Guedes pode estar de olho no curto prazo, tentando atrair Olavo e olavetes para um esforço maior pela reforma previdenciária. Mas receio que o tiro saia pela culatra. Primeiro, porque essa turma nem liga tanto para a reforma em si e a parte econômica, já que sua missão é “salvar a civilização ocidental dos comunistas”, todos aqueles que não são reacionários. Segundo, porque essa declaração infla mais ainda o ego do filósofo vaidoso, e ajuda a manchar a reputação da direita e dos liberais.
Olavo acha que os liberais são um bando de covardes e idiotas prontos para serem abusados pelos comunistas. O Brasil não precisa de uma revolução, e sim de reformas liberais. E muito menos de uma revolução liderada por um jacobino com perfil controlador e autoritário, que enxerga inimigos mortais por todo canto e lança mão de uma retórica tribal incompatível com a política democrática, aquela necessária para se aprovar as tais reformas liberais.
Foi, portanto, um erro de Paulo Guedes em minha opinião. Não vai ajudar nada na reforma. E vai custar caro à imagem dos liberais.
PS: Após a publicação do texto, o ministro Paulo Guedes esclareceu ao blog de José Fucs o que quis dizer, colocando sua fala dentro de um contexto mais abrangente:
O trecho que vazou para a imprensa dos comentários feitos pelo ministro da Economia, Paulo Guedes, a respeito do escritor e pensador Olavo de Carvalho, reflete apenas em parte o que foi dito por ele no jantar oferecido ao presidente Jair Bolsonaro neste domingo, 17, em Washington, na casa do embaixador Sérgio Amaral.

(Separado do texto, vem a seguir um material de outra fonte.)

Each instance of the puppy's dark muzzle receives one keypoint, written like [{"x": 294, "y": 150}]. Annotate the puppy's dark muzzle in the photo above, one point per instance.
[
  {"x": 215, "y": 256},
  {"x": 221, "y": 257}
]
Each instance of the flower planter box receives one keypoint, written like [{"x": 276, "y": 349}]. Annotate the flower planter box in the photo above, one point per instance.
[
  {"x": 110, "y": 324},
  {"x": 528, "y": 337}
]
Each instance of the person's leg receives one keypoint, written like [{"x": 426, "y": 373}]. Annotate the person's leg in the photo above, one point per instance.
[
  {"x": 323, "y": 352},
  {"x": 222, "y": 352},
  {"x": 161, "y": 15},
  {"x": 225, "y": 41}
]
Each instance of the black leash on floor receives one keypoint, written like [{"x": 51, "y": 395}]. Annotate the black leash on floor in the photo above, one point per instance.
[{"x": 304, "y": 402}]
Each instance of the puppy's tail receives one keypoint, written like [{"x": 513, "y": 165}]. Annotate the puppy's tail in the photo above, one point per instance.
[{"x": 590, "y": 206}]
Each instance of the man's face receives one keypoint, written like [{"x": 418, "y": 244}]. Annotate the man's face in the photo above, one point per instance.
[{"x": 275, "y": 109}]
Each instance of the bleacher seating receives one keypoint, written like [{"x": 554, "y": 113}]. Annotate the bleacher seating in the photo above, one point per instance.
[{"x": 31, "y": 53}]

“Perguntei porque o apoiador de primeira hora do Bolsonaro atirava no governo que ajudou a formar”, afirmou Guedes ao blog, via WhatsApp. “Eu disse que ele é o líder da revolução conservadora e liberais não são revolucionários. São evolucionistas.” E acrescentou: “Lembre-se de que há uma aliança de centro(liberal democratas) direita (conservadores)”.